Letters of a midshipman serving with Wilkes, and one who became increasingly discontented with Wilkes’ leadership.

p. 27, Letter 3, Nov. 1838: In reading the histories of former Expeditions, English, French, and Russian, I find that those Commanders were always selected who possessed the requisite scientific attainments, whose varied and extensive knowledge and peculiar talent would enable them to direct and carry on all the operations, and to judge on their merits. Now, none of the first named officers to the command of this Expedition were in the slightest degree acquainted with any higher branches than plain and practical Astronomy and Navigation, and the nautical parts of their profession. [Says that Wilkes in England had met Parry, Ross, Franklin, Back and other naval officers and would profit from the knowledge he attained from them.]
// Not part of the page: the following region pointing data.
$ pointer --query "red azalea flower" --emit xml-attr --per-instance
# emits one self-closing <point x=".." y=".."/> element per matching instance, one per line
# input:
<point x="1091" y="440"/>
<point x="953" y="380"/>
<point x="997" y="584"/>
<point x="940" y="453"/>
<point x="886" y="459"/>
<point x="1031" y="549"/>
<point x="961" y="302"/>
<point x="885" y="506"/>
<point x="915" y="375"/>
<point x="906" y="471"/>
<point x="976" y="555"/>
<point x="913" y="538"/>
p. 94, Letter 10 Sept 12, 1839: re Bligh and the mutiny: I have not time to say more, but refer you to “Beechey’s Voyage” in the English Sloop of War Blossom; it has been published in the United States and the account of his visit to Pitcairn’s Island will repay you for the slight trouble of procuring the work. The “Mutiny of the Bounty” forms the subject of a number of Harpers Family Library and will furnish you with interesting reading….

p. 130, Letter 14 March 1840: We had no night—‘twas broad daylight through the whole twenty four hours. We used no candle. The Sun set in the East about 10 ½ P.M. and rose again, close by where he disappeared, before 2 A.M. We shot birds at all hours and the men read Pickwick in the middle watch; the Doctor brought his wife’s bible on deck every night at 12 o’clock and read a chapter.